C’est un discours pesé et travaillé, voulant conjurer les colères des fous de Dieu… Mais le diable est dans les détails et Nicolas Sarkozy l’a laissé ricaner vendredi, en dénonçant ce "plan pervers d’épuration religieuse" qui viserait les chrétiens du Moyen-Orient. La tragédie des Coptes et syriaques est incontestable. Mais les mots présidentiels méritent qu’on les analyse dans toutes leurs conséquences.
S’il est un plan, il a un auteur. Pour l’Elysée, Al-Qaida est coupable, qui veut chasser les chrétiens du Levant. Mais alors, sauf à considérer Al-Qaida comme l’aboutissement apocalyptique mais fidèle de l’islam contemporain, ce drame s’inscrit dans une bataille globale, où les sociétés musulmanes sont visées par la même terreur que les Coptes d’Alexandrie. Le combat est politique, de la liberté contre le fascisme, et transcende frontières et religions.

Pourtant, le président français sape cette évidence par glissements successifs.
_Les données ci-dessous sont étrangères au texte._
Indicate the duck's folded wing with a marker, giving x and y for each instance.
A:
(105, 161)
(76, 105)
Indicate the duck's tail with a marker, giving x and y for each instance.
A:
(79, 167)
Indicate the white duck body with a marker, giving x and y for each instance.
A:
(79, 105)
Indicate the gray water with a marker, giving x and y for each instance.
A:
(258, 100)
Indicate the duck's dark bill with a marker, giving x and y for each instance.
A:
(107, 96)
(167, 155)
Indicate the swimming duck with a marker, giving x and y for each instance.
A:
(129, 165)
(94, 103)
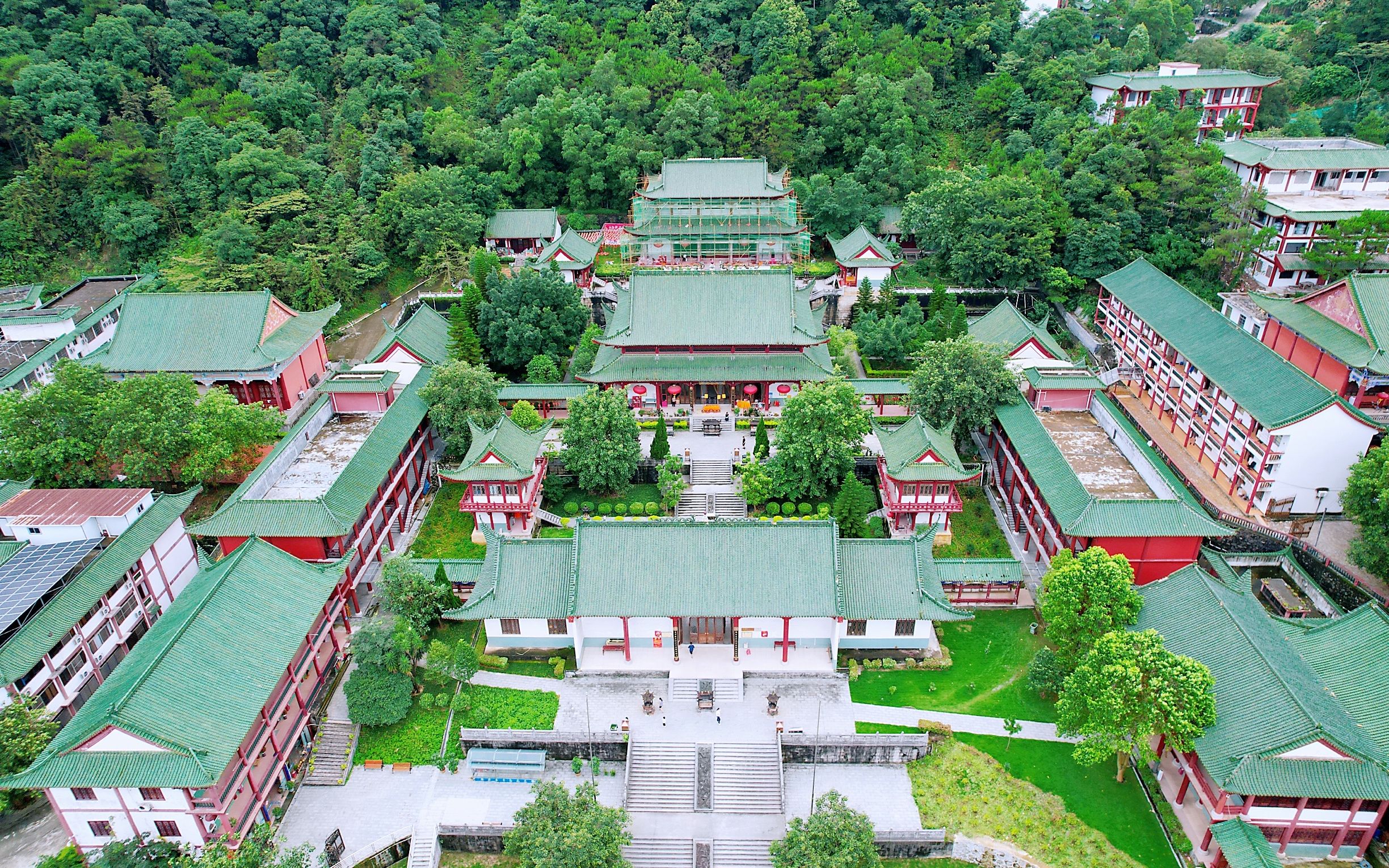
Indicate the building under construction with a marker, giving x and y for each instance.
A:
(715, 213)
Ayant dénoncé "l’épuration religieuse", il vante "la diversité, humaine, culturelle et religieuse" française et occidentale, et ajoute: "Les droits qui sont garantis, chez nous, à toutes les religions, doivent être réciproquement garantis dans les autres pays." Puis il évoque une chrétienne pakistanaise, condamnée à mort pour blasphème par un tribunal du Pendjab. L’exemple est malvenu et un mot est en trop: "réciproquement".

Les lois contre le blasphème ne relèvent pas de la même dénonciation que l’incendie d’AlQaida. Et la laïcité ou la liberté religieuse, valeurs universelles, ne doivent pas s’appliquer par "réciprocité", dans un échange entre Islam et Occident. Implicitement, Nicolas Sarkozy exprime une vision du monde musulman malade d’intolérance, auquel s’opposerait un monde occidental, comprenez chrétien, tolérant envers ses minorités. Et il suggère une assimilation, une parentèle entre chrétiens d’Orient et musulmans d’Europe ou de France: de citoyens indifférenciés d’une république laïque, ils deviennent éléments minoritaires d’une société heureusement "bénévolente"!

Que ce discours soit tenu lors de voeux aux autorités religieuses françaises, et aborde également incidents racistes et prières de rue ("la République ne peut pas accepter qu’une religion investisse l’espace public sans son autorisation"), ajoute à la confusion. On parlait de l’Orient tragique, on atterrit rue Myrha. Les frontières sont abolies, les différences sont expulsées du discours public, la guerre des civilisations se conjure au coin de la rue, et la République a le vertige! On peut dire que le Président est lucide sur l’état réel de nos sociétés et prend de front les haines latentes qui font de l’islam un ennemi intérieur et extérieur. On peut saluer son propos de tolérance et de modération et discuter au fond de l’inéluctable communautarisme. Mais il reste un sentiment de perplexité, quand les mots d’un homme d’Etat viennent contredire ses aspirations et les plus sincères et les plus élevés.